India was at its most vulnerable. The scars of the 1962 war with China had not yet healed. Monsoons had failed, food grain prices had skyrocketed by 22 percent, and the nation’s granaries were emptying fast. Millions relied on American wheat imported under the PL-480 scheme to survive.
But how did India’s second Prime Minister, Lal Bahadur Shastri, respond to this superpower’s threat? He didn’t bow, he didn’t beg, and he didn’t use missiles or artillery. Instead, he conducted a quiet experiment with hunger inside his own home that fundamentally altered the course of global history.

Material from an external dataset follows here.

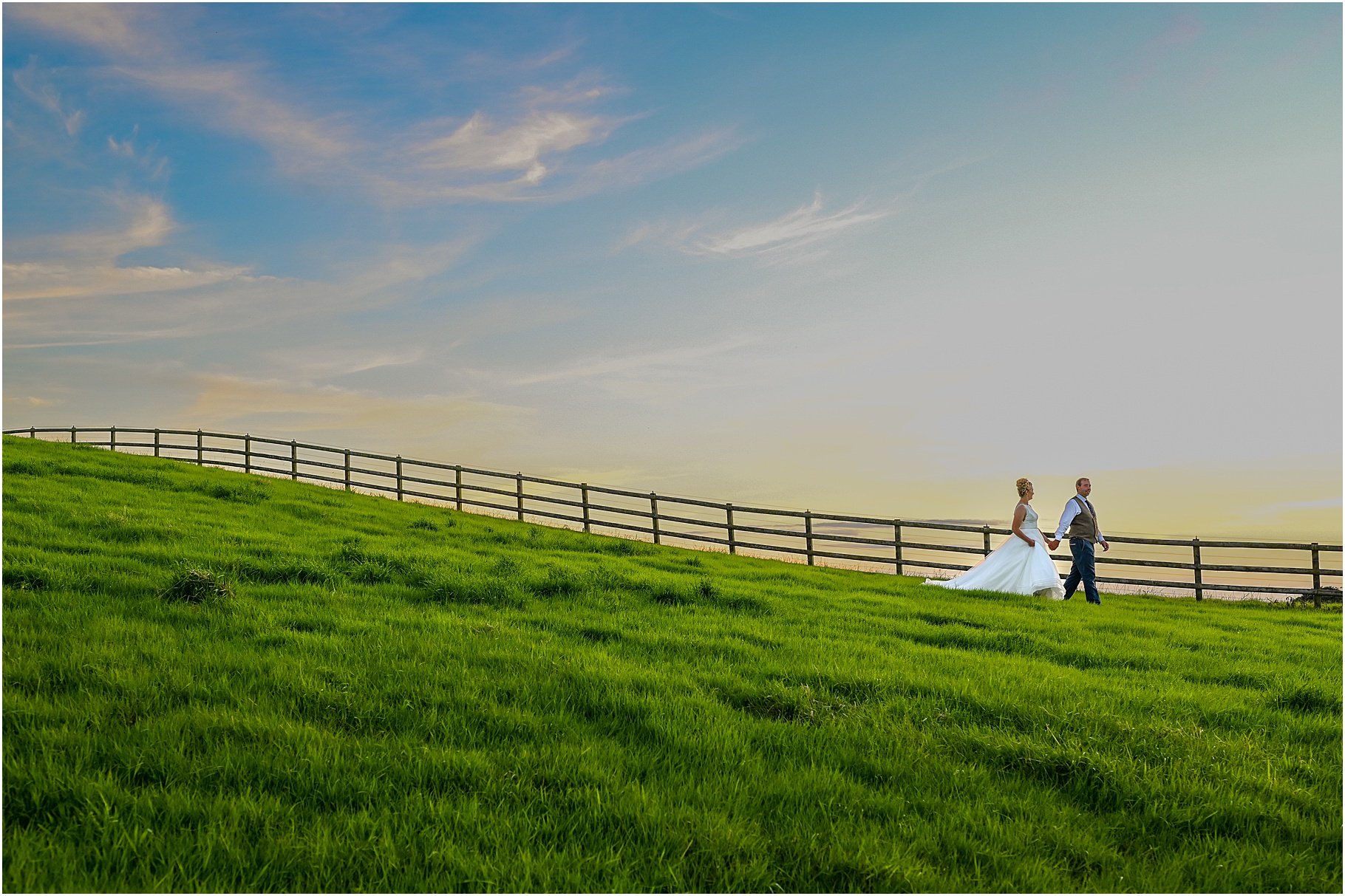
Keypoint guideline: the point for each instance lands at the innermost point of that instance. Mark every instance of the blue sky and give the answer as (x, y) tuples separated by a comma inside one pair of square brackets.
[(868, 257)]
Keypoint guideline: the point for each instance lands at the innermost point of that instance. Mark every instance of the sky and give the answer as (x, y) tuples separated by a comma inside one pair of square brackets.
[(871, 259)]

Leading by Absolute Example
There are many leaders who make grand speeches, promise the moon, and urge their citizens to make sacrifices for the motherland. But Shastri belonged to a rare breed who asked himself: “How can I ask my people to do something that I am not doing myself?”
Faced with the American threat, Shastri did not react with immediate public rhetoric. Instead, he walked into his home and told his wife, Lalita Shastri: “Do not cook dinner tonight. I want to see if my own children can withstand the pangs of hunger for a single meal. Only if my family can endure it do I have the moral right to ask my country to skip a meal.”
Once he knew his family could handle the sacrifice, he addressed the nation over All India Radio. He made a singular, heartfelt appeal: Skip one meal a week—specifically Monday dinner. He explained that the food saved would feed those who had nothing, while fostering national self-control and self-reliance.
The Birth of ‘Shastri Vratam’
What happened next was nothing short of a miracle. The country did not just listen; it obeyed with absolute devotion.
Every Monday evening, a strange silence fell across India. Hotels and restaurants voluntarily pulled down their shutters. Kitchen fires in millions of homes remained unlit. This collective act of fasting became etched into the cultural fabric as “Shastri Vratam” (Shastri’s Fasting).
During a recent address at an agricultural university, prominent political analyst Undavalli Arun Kumar vividly recalled those days from his childhood:
“The Prime Minister’s call sparked an unprecedented revolution. People didn’t fast out of fear of authority; they did it out of sheer respect for an honest man’s heart. Even today, if you see older generations fasting on Mondays, many assume it’s for religious reasons. In reality, a large number are ‘Shastri Bhaktas’ who have carried forward the tradition of that historic call across generations.”
From Geopolitics to Self-Sufficiency
This profound crisis birthed the iconic slogan that shook the soul of modern India: “Jai Jawan, Jai Kisan” (Hail the Soldier, Hail the Farmer). Shastri aligned the bravery of the soldier guarding the borders with the sweat of the farmer tilling the land. This shift in national psychology laid the concrete groundwork for the Green Revolution and the White Revolution. India transformed from a nation surviving on foreign food aid to a self-sufficient, food-exporting global powerhouse.
A Legacy Written in Values, Not Wealth
Shastri was a pioneer of progressive governance. As Transport Minister, he was the first to introduce female conductors in public transit, and as Home Minister, he ordered police to use water jets instead of batons for crowd control.
Yet, despite holding the highest offices in the land, when he tragically passed away in Tashkent in 1966, he did not own a single cent of land or his own house. He passed away with a pending bank loan for a modest Fiat car, which his widow later repaid from her pension.
Six decades have flown by, but the name Lal Bahadur Shastri still commands an immediate, involuntary bow of respect. His life proves a timeless truth: some leaders are remembered for their grand victories, but the greatest are immortalized by their flawless values.